International Drug Users Day 2005


To acknowledge and celebrate 1st November as International Drug Users Day, drug user organisations from across Australia have organised a variety of events and activities in each state and territory.

“International Drug Users Day gives us a chance each year to highlight health, social, legal and human rights issues for people in our community who use illicit drugs” said Michael Lodge, President of the Australian Injecting & Illicit Drug Users League (AIVL). The most recent National Drug Strategy Household Survey conducted by the Australian Institute for Health and Welfare showed that in 2004 38.1% of Australians had ever used an illicit drug.

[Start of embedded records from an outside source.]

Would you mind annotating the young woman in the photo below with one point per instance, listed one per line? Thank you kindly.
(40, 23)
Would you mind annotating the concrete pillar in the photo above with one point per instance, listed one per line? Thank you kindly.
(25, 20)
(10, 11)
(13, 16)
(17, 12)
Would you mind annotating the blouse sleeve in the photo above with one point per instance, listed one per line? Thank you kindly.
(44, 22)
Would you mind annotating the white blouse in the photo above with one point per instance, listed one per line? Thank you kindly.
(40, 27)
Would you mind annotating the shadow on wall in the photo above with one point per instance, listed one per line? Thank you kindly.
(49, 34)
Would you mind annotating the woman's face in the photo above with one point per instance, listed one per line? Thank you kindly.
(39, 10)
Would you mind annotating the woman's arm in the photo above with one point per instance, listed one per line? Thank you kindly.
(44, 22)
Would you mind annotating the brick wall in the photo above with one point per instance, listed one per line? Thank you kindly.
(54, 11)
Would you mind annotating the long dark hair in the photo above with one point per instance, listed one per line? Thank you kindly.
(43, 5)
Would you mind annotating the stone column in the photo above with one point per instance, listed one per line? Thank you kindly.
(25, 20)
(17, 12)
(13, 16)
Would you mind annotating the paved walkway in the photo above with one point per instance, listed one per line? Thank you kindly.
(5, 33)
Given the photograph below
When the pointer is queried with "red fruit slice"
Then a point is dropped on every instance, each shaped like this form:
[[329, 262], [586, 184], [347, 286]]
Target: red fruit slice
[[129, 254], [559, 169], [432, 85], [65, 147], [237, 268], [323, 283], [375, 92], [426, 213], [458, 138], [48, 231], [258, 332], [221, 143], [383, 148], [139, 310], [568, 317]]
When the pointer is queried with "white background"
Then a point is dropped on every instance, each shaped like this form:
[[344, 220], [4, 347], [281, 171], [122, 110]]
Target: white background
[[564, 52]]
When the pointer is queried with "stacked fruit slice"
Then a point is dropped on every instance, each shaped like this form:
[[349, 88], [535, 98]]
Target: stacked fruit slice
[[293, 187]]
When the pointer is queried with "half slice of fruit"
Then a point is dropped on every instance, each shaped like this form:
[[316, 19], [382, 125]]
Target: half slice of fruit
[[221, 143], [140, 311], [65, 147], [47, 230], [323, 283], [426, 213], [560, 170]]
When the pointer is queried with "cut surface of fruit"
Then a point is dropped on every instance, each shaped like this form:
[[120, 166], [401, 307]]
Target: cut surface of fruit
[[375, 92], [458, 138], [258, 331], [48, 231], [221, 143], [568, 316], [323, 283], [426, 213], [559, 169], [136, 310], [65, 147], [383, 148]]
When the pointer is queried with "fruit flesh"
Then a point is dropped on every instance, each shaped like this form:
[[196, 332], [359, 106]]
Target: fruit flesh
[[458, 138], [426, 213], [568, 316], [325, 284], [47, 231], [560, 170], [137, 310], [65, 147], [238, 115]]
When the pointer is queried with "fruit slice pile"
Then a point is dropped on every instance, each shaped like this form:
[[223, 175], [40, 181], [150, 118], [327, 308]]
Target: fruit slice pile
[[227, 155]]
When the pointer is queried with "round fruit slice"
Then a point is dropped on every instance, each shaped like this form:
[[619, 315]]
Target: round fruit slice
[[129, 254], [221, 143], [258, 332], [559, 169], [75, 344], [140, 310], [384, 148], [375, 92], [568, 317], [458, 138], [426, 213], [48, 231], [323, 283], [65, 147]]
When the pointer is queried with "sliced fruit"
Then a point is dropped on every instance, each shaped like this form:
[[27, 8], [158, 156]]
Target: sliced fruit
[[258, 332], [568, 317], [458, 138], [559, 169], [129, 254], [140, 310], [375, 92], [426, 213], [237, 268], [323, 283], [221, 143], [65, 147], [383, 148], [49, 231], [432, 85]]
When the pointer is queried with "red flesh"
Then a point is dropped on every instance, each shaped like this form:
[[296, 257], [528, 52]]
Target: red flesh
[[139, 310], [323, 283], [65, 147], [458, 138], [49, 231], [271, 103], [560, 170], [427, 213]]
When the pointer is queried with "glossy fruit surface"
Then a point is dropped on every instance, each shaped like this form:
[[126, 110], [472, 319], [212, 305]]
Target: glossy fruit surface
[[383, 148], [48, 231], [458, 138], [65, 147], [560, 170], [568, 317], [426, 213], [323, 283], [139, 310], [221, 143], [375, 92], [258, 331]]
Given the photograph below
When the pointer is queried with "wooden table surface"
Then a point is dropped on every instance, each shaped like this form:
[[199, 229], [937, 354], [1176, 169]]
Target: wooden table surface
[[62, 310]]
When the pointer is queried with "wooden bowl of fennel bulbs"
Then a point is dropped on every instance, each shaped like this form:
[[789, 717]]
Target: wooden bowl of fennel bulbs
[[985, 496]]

“This shows that when we are talking about people who use illicit drugs, we are not talking about a small number of people. We are talking about a significant proportion of the Australian population. People we know. People who are part of our community” added Mr. Lodge.

While the issues faced by different types of illicit drug users vary significantly depending on the drug used, frequency of use and prevailing community attitudes towards particular drugs, all people who use illicit drugs experience discrimination, stigma and unnecessary health problems as a consequence of the current government policies and laws in relation to illicit drugs.

“As a community we really need to ask ourselves whether we are prepared to pay to the increasingly high price in lives lost, money wasted and human rights violations associated with the global war on drugs. In reality it is a war on people. A war on our communities” stated Mr. Lodge.

The first ‘International’ Drug Users Day was organised and held on 1 November 1999 by Project LSD the national drug users’ organisation in the Netherlands. In 2004 over ten countries participated in International Drug Users Day including the Netherlands, Germany, England, Ireland, Demark, Belgium, France, Spain, Slovenia, Russia and Australia.

Theo van Dam from Project LSD describes the value of International Drug Users Day in the following way “Drug users have found this day very valuable. At least for one day in the year, there are no people looking at you with disdain, and one feels accepted as a 'human being', so to speak.”

As the national organisation AIVL is seeking media coverage of the day to raise the profile of issues for illicit drug users in the Australian community.